Rui Ribeiro, a London-based interior designer, searched for a pied-à-terre in Lisbon for five years before finding the perfect spot. “I wanted an apartment in an old building, and it had to have a lift and a garage for me,” he adds.

He also wanted to purchase in the ancient Chiado neighborhood, where he had spent his late teens and early twenties. “It was so different back then,” he remembers, “there was an innocence about Lisbon 30 years ago that is no longer there.”

Only a few foreigners and eateries were present. There was nothing there in terms of design.”

Things have drastically altered. Chiado had been a tourist destination prior to Covid, but there are still a few elderly residents.

“That helps to keep some of its original character,” adds Ribeiro, who was born in Angola but spent most of his childhood in Portugal. He came to London in the early 1990s and has been a regular on House and Garden’s yearly list of top 100 interior designers since opening his own business in 2008.

An Arts and Crafts home in Chelsea, a 16th-century weekend hideaway in West Sussex, and houses in the Middle East are among his projects.

Ribeiro’s building was the only one on the street that had been refurbished when he finally discovered it a decade ago. He adds, “For years, I looked out on an abandoned building with the occasional squatter.”

“It’s now a five-star hotel,” says the narrator.

Despite the dilapidated surroundings, Ribeiro was instantly impressed by the 120sqm space’s almost flawless arrangement. The restoration it underwent in the 1990s was less spectacular.

A developer had removed all of the building’s original architectural details at the time (it was built soon after Lisbon’s catastrophic earthquake of 1755). He’d also constructed drop ceilings, bringing each room’s height down to about 2.3m.

“One of the first things I did was open holes all over the place to see what was going on above me. I discovered that I had 4 million to play with.”

He added high skirting boards and 3m-tall doors to emphasize the verticality, but only made modest modifications to the layout. He merely split the previous master suite into two bedrooms, bringing the total number of bedrooms to two. He also shied away from restoring historical cornices and wall paneling.

“It just felt very fake to me.” Instead, he used the minimalist style that he is known for.

“I studied in London in the 1990s with David Chipperfield and John Pawson, where there was a very minimal aesthetic going on,” he says. “It was something I liked and could still relate to.”

That isn’t to imply that the interiors aren’t sparsely furnished. His home room in Lisbon, in particular, is crammed with mementos. He just likes to use a more neutral backdrop for them.

“I want to be able to look at these things without being distracted by a patterned or colorful floor or curtains.” Instead, he chose a gloomy, subdued hue, which is out of the ordinary for Lisbon.

“It’s a sunny city,” he adds, “but it gets very hot in the summer, and I wanted a cool interior to retreat to.”

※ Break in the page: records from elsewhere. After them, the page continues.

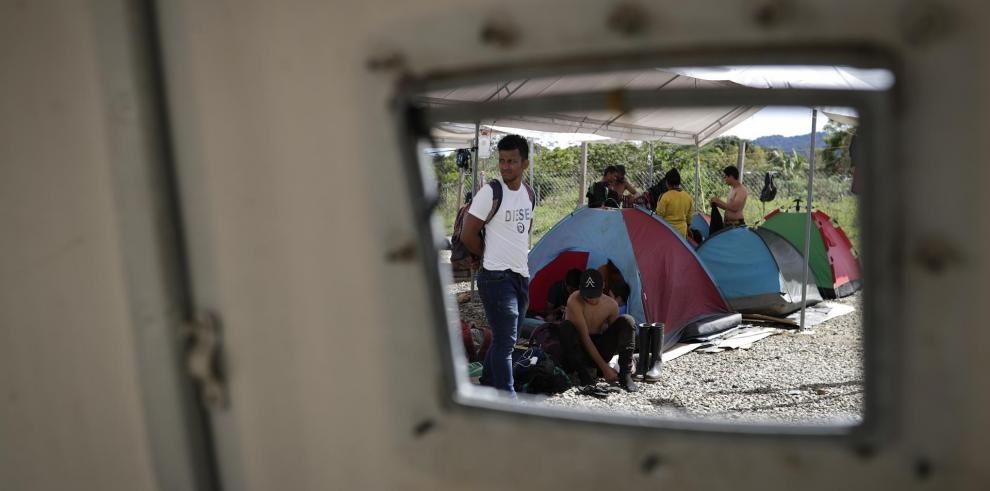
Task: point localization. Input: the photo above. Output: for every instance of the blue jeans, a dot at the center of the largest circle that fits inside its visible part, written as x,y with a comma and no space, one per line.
505,296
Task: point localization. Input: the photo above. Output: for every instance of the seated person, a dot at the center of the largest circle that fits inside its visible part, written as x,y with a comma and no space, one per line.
675,206
593,332
600,193
559,293
620,293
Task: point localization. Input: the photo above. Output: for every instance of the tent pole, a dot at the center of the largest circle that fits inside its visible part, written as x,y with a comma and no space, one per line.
474,180
584,174
807,222
697,173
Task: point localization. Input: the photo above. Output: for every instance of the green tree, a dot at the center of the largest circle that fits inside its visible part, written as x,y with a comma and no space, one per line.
834,157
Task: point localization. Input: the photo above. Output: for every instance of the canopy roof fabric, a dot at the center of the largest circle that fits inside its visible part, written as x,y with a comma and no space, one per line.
666,280
831,260
758,271
683,126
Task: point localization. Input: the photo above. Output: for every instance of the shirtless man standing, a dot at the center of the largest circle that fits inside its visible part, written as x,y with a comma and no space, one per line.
736,201
593,332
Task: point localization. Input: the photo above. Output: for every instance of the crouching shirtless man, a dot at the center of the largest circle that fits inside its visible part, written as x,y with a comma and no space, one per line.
593,332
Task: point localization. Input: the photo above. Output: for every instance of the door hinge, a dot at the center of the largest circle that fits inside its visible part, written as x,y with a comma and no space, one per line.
204,360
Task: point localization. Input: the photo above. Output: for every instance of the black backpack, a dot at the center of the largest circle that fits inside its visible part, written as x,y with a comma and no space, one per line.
599,195
460,256
769,191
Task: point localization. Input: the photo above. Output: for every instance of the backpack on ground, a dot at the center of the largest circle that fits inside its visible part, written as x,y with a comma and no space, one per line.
546,336
534,372
769,191
461,258
476,341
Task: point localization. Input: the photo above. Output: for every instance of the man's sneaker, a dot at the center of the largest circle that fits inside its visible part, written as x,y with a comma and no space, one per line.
626,382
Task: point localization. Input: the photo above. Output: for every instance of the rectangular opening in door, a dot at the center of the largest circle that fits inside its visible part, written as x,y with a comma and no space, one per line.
668,270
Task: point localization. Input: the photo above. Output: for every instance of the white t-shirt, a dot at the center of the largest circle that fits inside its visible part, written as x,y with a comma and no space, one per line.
507,235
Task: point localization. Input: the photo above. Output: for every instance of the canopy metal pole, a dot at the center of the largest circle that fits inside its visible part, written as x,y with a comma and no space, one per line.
584,174
649,159
532,180
741,160
697,173
807,223
474,159
474,180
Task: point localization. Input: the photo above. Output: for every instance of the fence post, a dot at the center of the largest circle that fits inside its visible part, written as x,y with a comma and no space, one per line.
474,180
741,161
697,173
807,223
460,188
584,174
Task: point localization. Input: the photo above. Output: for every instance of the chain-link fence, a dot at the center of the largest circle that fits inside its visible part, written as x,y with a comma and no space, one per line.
560,193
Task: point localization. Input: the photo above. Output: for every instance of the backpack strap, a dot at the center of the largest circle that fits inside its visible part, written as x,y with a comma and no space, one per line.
496,199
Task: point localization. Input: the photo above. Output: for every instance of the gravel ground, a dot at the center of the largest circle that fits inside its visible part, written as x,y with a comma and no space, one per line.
815,376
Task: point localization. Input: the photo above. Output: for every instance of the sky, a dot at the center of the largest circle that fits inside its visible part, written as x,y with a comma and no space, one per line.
784,121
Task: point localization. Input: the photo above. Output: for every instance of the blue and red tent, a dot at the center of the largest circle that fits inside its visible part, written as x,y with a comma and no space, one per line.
667,281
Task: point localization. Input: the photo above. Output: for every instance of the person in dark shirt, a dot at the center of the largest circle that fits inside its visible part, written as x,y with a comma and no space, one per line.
600,193
560,292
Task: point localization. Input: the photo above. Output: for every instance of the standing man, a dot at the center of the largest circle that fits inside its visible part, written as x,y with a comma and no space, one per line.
736,201
593,332
675,206
498,230
621,186
600,193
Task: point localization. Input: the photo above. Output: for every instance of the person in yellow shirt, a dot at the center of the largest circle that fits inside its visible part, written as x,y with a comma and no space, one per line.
675,206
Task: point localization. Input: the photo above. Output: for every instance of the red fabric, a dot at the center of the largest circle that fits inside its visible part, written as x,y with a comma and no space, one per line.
539,285
845,267
676,288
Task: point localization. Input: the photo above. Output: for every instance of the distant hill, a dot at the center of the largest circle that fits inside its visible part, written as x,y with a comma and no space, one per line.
788,143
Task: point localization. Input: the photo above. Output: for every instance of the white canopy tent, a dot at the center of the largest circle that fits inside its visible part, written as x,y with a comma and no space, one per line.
683,126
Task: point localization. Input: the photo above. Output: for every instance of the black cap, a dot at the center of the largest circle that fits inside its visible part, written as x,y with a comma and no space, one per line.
591,284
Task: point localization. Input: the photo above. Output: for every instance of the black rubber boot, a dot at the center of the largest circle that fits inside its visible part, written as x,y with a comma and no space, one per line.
643,363
625,360
626,381
656,358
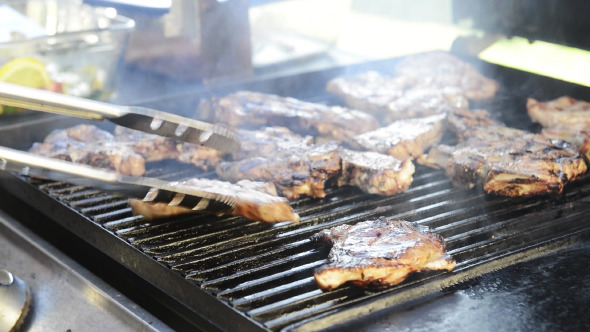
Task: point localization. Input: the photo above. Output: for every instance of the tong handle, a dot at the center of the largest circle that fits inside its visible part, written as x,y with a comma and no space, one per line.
148,189
46,101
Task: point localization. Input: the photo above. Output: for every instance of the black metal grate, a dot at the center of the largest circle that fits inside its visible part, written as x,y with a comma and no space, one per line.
243,275
266,272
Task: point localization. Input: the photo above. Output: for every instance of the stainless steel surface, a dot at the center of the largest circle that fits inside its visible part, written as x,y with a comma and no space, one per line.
150,189
65,296
135,117
14,301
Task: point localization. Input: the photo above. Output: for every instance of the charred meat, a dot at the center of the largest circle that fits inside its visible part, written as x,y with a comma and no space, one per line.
300,172
151,147
509,161
306,172
89,145
564,118
559,111
269,141
379,253
256,201
403,138
246,109
394,98
443,70
375,173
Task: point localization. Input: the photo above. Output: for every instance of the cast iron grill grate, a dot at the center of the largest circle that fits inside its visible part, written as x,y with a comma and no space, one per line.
243,275
266,272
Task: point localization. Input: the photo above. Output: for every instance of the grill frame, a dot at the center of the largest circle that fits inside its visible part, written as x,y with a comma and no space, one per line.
230,312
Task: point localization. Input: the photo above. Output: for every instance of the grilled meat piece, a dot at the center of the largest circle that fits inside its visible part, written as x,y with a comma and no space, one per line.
158,148
438,157
247,109
151,147
564,118
578,134
300,172
443,70
512,162
379,253
460,121
256,201
403,138
394,98
269,141
306,171
559,111
375,173
89,145
199,156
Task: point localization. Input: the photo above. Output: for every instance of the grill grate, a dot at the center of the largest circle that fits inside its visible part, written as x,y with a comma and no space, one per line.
243,275
266,272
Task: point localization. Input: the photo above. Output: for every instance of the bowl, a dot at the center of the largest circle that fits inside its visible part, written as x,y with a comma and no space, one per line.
79,45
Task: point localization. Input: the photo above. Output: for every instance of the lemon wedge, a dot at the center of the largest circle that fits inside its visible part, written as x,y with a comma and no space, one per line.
27,72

Ribeiro favors items with strong sculptural qualities: the coffee table was carved from a single block of wood by Welsh artist Simon Gaiger, and the famous wingback chair was created by Danish furniture designer Frits Henningsen. He also favors large-scale works. The bespoke dining table with its 2.8m-long polished brass top was the first item to arrive in the apartment.

It not only serves a functional purpose in the lack of shelf systems, but it is also used to showcase books and items.

A centuries-old Chinese scholar’s stone, which Ribeiro bought in London years ago, is the most striking. Meanwhile, a 19th-century Burmese food box, consisting of many trays and containers piled one within the other, sits on a plinth in front of a neighboring window. “It almost looks like a Russian doll.”

He also enjoys photography, with images of a bull in the kitchen and a picture of a lady by Dutch photographer Justine Tjallinks in the entrance hall being two of his most striking examples. Each piece of art is hung in a logical order on a picture rail, a display method selected to compensate for the absence of architectural detail on the walls and to enable him to replace pieces without having to drill new holes.

The flat became more than a pied-à-terre during the repeated Covid lockdowns. Ribeiro decided to stay in Portugal to be closer to his family, and he took use of his time there to seek out craftsmen in the country’s heartland with whom he has collaborated on two new collections of limited-edition and one-of-a-kind items.

One is constructed of barro negro, a textured black clay historically used to create containers for storing olives, honey, and grains. Ribeiro used it to make vases and boxes, and he views the cooperation as a means to keep the skill alive.

Thanks to Ian Phillips at The Guardian whose reporting provided the original basis for this story.